PHYS 243: Foundations of Applied Machine Learning
Machine learning (ML) has emerged as a very powerful tool in Data Science. With ML techniques, computational systems can adaptively improve their performances using experimental data to train. This allows construction of algorithms that can learn from and make predictions based on data. Machine learning is a demanding discipline and is presently used to extract information from data in a variety of fields. This course is designed to prepare students to work in the Data Science disciplines using ML techniques, introduce existing ML techniques and algorithms. The course will provide practical experience and case studies based on real data. It covers examples from different disciplines- physics, astronomy, biology, neuroscience, finance. The course also provides an introduction to deep learning and its applications. By the successful completion of this course students would be able to define solutions for problems in a variety of disciplines using ML or deep learning techniques.
About the Instructor
Bahram Mobasher is Professor of Physics and Observational Astronomy at the University of California, Riverside (UCR). His main research is in formation and evolution of galaxies over the age of the Universe using large galaxy surveys. For his research Prof. Mobasher uses data from the ground-based and space telescopes- both imaging and spectroscopy. He is the Principal Investigator of a grant from NASA-MIRO program- Fellowship and Internship for Extremely Large Data Sets (FIELDS)- to train students in data science. He is leading collaborations in Data Science with NASA’s Jet Propulsion Laboratory (JPL). Prof.
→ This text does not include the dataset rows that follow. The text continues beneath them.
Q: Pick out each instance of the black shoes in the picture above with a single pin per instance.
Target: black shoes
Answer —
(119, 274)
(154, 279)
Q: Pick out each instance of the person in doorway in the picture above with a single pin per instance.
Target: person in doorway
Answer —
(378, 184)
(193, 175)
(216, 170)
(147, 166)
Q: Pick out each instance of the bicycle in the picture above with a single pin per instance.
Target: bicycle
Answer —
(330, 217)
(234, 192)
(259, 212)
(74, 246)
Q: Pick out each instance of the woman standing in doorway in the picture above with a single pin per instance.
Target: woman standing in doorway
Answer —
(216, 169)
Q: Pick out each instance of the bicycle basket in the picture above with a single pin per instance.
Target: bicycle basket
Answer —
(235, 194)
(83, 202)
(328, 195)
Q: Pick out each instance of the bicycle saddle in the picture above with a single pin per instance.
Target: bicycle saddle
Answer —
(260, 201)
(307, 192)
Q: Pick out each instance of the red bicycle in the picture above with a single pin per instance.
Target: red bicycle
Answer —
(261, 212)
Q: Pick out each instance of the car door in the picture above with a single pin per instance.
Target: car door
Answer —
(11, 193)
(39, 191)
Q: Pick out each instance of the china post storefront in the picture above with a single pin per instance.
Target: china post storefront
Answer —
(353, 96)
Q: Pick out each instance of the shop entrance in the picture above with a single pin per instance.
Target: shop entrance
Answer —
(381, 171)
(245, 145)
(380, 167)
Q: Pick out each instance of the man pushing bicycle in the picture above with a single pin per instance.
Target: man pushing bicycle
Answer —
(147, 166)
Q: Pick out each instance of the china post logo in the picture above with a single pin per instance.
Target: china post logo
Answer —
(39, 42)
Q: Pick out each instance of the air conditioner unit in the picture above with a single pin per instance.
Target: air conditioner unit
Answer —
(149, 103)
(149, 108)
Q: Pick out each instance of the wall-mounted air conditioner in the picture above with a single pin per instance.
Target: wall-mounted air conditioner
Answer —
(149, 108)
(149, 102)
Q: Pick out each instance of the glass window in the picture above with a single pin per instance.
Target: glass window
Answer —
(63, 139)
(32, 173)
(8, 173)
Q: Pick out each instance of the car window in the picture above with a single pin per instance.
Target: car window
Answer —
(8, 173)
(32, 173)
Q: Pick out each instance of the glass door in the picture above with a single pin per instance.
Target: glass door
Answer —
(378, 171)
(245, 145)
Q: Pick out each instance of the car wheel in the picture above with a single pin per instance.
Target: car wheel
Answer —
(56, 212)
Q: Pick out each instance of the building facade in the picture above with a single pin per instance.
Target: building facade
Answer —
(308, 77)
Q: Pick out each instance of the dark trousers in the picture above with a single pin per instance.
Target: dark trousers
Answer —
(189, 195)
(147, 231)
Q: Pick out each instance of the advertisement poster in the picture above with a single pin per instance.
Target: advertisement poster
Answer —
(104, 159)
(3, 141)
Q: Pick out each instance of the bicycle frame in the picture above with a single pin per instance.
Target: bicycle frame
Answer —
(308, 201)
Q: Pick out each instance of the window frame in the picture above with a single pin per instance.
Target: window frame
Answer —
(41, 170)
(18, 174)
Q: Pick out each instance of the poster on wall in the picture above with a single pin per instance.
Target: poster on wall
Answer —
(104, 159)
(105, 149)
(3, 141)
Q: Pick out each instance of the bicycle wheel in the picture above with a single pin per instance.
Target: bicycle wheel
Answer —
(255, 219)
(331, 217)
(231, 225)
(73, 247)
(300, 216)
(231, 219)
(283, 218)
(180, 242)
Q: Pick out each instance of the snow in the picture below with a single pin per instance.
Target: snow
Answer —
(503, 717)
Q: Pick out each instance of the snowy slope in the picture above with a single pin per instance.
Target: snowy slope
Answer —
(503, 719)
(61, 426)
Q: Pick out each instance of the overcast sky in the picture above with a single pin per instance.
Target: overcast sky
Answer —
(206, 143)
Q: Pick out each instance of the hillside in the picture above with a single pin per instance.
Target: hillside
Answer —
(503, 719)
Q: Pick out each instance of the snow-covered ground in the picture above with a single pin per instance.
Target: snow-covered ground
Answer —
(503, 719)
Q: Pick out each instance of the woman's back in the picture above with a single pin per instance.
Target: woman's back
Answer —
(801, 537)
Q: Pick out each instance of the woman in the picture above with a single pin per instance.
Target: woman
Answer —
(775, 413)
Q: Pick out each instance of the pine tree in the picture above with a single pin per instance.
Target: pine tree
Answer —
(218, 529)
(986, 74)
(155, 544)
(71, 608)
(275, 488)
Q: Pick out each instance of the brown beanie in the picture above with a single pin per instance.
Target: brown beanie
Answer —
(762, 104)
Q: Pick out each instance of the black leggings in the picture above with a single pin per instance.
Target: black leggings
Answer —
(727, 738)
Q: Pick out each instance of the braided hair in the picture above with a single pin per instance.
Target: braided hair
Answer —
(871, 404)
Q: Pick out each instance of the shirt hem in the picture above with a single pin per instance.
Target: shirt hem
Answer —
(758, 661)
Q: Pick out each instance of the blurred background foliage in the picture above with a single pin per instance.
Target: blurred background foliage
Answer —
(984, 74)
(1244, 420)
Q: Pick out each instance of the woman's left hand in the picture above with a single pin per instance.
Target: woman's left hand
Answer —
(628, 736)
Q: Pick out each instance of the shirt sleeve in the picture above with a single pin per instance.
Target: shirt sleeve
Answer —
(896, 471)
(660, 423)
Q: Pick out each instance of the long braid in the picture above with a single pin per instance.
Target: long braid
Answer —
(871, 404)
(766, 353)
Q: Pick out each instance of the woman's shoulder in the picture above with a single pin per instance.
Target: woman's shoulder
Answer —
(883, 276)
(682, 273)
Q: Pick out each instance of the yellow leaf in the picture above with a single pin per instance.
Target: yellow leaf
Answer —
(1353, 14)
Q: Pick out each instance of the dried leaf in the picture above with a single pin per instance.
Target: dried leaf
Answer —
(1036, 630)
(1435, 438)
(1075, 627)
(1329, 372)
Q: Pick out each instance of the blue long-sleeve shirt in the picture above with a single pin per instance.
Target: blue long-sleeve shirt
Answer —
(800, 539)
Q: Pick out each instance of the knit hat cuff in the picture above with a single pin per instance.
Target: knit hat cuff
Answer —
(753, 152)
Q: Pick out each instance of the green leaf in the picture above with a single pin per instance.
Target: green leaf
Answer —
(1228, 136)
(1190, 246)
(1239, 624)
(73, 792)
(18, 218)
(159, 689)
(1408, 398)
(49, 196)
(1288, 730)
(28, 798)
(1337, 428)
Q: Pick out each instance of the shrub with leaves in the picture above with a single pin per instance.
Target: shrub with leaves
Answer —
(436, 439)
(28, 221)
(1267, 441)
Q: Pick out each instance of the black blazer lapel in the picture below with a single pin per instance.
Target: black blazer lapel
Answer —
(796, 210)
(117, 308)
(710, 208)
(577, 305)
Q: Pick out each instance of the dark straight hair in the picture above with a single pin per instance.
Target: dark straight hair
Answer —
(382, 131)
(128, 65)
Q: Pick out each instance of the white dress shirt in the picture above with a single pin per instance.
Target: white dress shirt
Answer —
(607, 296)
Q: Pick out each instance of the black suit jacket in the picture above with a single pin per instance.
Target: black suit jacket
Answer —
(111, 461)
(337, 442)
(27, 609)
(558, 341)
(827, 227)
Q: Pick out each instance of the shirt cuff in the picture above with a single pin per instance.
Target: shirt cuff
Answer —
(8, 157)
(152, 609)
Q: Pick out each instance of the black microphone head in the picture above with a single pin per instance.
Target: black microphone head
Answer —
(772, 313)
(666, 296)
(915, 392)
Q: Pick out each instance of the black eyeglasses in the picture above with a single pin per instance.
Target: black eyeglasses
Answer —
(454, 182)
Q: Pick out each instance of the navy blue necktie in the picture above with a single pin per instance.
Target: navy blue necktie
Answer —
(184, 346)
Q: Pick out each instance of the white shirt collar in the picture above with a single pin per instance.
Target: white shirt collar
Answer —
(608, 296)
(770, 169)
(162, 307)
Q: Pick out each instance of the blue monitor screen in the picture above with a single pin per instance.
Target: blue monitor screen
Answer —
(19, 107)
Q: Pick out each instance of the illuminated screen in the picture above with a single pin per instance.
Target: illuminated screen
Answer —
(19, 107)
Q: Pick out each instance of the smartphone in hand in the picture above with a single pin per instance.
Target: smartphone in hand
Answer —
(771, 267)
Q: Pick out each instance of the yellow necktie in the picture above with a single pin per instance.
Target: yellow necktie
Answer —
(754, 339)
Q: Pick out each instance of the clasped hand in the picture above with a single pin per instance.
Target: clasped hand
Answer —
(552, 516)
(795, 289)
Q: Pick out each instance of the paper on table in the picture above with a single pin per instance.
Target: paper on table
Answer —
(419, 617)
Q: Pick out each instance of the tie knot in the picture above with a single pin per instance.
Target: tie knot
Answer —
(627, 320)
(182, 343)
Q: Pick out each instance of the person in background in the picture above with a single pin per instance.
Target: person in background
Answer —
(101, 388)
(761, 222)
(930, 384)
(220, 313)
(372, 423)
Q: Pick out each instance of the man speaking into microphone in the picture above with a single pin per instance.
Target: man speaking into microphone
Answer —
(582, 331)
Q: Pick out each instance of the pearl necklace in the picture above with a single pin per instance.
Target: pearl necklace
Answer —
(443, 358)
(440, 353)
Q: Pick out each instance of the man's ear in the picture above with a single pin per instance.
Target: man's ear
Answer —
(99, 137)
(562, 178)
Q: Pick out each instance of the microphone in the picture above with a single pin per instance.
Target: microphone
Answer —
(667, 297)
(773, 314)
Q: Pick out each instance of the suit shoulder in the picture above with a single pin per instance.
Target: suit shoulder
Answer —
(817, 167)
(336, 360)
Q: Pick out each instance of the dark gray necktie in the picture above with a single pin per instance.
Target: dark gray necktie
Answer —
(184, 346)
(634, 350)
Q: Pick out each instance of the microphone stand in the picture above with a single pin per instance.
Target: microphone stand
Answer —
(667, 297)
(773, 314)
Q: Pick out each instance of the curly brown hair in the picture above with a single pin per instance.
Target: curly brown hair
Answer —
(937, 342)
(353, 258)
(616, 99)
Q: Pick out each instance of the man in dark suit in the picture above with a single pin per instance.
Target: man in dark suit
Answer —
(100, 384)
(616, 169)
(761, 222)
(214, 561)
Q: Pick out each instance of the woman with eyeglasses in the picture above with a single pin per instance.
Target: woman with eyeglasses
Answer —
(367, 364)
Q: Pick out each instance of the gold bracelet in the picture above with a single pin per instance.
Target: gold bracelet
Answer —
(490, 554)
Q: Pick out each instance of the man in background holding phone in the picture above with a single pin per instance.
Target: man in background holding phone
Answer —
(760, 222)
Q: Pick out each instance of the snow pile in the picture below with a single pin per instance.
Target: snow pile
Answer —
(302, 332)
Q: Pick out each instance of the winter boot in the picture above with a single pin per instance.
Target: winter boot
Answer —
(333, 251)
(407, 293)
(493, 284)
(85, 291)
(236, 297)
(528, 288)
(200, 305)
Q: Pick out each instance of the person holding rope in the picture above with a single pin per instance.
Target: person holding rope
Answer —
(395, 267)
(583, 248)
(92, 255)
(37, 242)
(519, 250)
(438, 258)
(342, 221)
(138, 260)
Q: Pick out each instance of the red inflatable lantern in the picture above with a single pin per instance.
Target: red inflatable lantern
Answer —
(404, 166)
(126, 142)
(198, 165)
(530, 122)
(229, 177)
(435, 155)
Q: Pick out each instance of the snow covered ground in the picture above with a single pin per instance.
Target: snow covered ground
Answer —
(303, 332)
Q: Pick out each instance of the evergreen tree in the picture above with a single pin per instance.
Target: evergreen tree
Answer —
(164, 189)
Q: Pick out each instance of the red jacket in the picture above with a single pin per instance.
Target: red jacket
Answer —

Mobasher is the co-founder of the multi-disciplinary Data Science Center at UCR. Prof. Mobasher has a BS in Physics. He obtained his MS and PhD in Observational Cosmology from Durham University, UK. He has an MS in optoelectronics and graduate diploma in Microwave engineering from the University of London. He was a research fellow in Astrophysics at the Imperial College, London. For seven years he was a staff scientist at the European Space Agency and an associate astronomer at the Space Telescope Science Institute, Baltimore, working on the calibration of instruments on the Hubble Space Telescope as well as doing research on the Hubble data.